Christmas Savings Clubs – Good or Bad

Christmas Savings Clubs – are they worth it?


With the New Year only just underway, thoughts are already turning to the next festive season. Adverts are appearing proclaiming that you can make Christmas 2017 the best one ever, if you join a Christmas Savings Club


Christmas Savings Clubs
Saving for Christmas

Park, once one of the biggest names in the Christmas Hamper industry have shifted their focus away from providing groceries and frozen food.  Now they are focusing on the voucher market, rather than the hassle of making up all those pesky hampers on which they charge a hefty premium.


Whilst Park do still provide a limited number of hampers and gifts, some Christmas savings clubs offer only vouchers as a reward for saving with them throughout the year.  Variety Christmas Savings Club have been in business over 35 years yet only offer a limited number of High Street vouchers.  These do however include big names such as Love2Shop, Amazon, Argos, Boots, Marks and Spencers, Tesco and Sainsburys.


Even so around a million people still use christmas savings clubs to put a little aside each week for the biggest day of the year. But do they represent good value for money?

Benefits of Christmas Savings Clubs

You can put a little aside each week to budget over the year
There is no temptation to dip into your savings
You know in advance what you will be getting
Agents can earn commission on sales.

Disadvantages of Christmas Savings Clubs

They are very restrictive and inflexible
You can get much better rates of interest and deals elsewhere
If your agent does not pay the company you might lose your savings
They do not represent very good value for money.  Hamper companies for example place an average of 20% mark up on all their products.  Supermarkets often offer the same products with considerable savings at Christmas time.
You do not receive any bonus or interest on your money.  Vouchers are often only for face value yet the company has been earning interest on your money all year round.

What alternatives are there for Christmas Savings Clubs??

Banks and Building Society Accounts

You can put a little aside each week and earn a small amount of interest making your money go further.  If you are tempted to withdraw the money you could ask a friend or relative to look after your bank card or building society book.  A notice account will pay more interest than a standard savings account.  Because you have to give notice before you can withdraw money, this will stop you dipping in to your savings.

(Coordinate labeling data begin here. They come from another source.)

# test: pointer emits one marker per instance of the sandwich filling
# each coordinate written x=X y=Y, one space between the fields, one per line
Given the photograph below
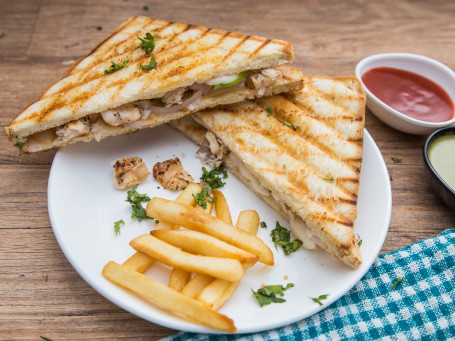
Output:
x=135 y=115
x=213 y=153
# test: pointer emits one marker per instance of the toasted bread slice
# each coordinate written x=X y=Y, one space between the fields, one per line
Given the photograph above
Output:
x=185 y=55
x=48 y=139
x=301 y=152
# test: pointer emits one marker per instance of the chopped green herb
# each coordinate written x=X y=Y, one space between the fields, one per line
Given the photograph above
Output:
x=282 y=236
x=117 y=226
x=19 y=144
x=148 y=42
x=150 y=66
x=329 y=178
x=268 y=294
x=135 y=199
x=201 y=198
x=115 y=67
x=319 y=299
x=286 y=123
x=212 y=200
x=239 y=78
x=397 y=281
x=212 y=178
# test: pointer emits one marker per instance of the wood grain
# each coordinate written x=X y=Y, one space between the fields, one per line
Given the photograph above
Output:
x=40 y=292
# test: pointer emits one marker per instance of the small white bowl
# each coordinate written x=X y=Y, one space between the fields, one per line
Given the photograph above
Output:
x=424 y=66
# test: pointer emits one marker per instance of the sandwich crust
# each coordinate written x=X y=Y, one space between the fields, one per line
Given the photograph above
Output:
x=185 y=54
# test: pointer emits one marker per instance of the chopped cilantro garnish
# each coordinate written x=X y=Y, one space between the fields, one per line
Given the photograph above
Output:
x=149 y=66
x=148 y=42
x=319 y=299
x=117 y=226
x=239 y=78
x=212 y=200
x=282 y=236
x=201 y=198
x=268 y=294
x=397 y=281
x=212 y=178
x=135 y=199
x=115 y=67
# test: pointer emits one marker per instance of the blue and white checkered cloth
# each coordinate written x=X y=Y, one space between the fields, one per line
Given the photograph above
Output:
x=421 y=307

Some banks have a “round up” service which will round each transaction you make up to the nearest pound and pay the pence into a savings account.  You hardly miss the pennies but see how much starts to build up in your savings account!

Credit Unions

Some credit unions provide Christmas Savings Clubs but also pay interest on your savings.  You will not be able to access your money until December, but because credit unions are protected under the Financial Service Compensation Scheme your money will be safe all year round.  Check to see if there is a credit union near you who offers such a scheme.

Supermarket Savings Schemes

Many supermarkets run their own savings schemes where by you either buy savings stamps or put some money aside each week to pay for your Christmas Shop.  Many of these also offer some form of bonus if you fill up your card with stamps or save a certain amount.  Even putting away one pound each week which is an amount most people wouldn’t miss would pay for Christmas dinner.  The disadvantage to supermarket savings is of course you must spend the savings in their shop.

Becoming a Christmas Savings Club Agent

Whilst becoming an agent for a savings club or hamper company may seem like a good idea beware.  There is usually a minimum order value required before you can earn any commission.


For Park Hampers in 2017 – you will not earn any commission on orders under £550 and from there upwards your commission could be as little as 1% depending on the product you sell.  Variety Savings Club has a minimum of £1500 and from there upwards your commission is a maximum of 4%.


Not a lot of reward it seems for the hassle of finding customers, collecting and banking money and managing your agency


If you are thinking of saving for Christmas 2017, we would recommend opening a separate savings account which pays interest.  You can pay in as much or as little as you like, your money will be safe and you may even earn a small amount of interest on the money you put aside.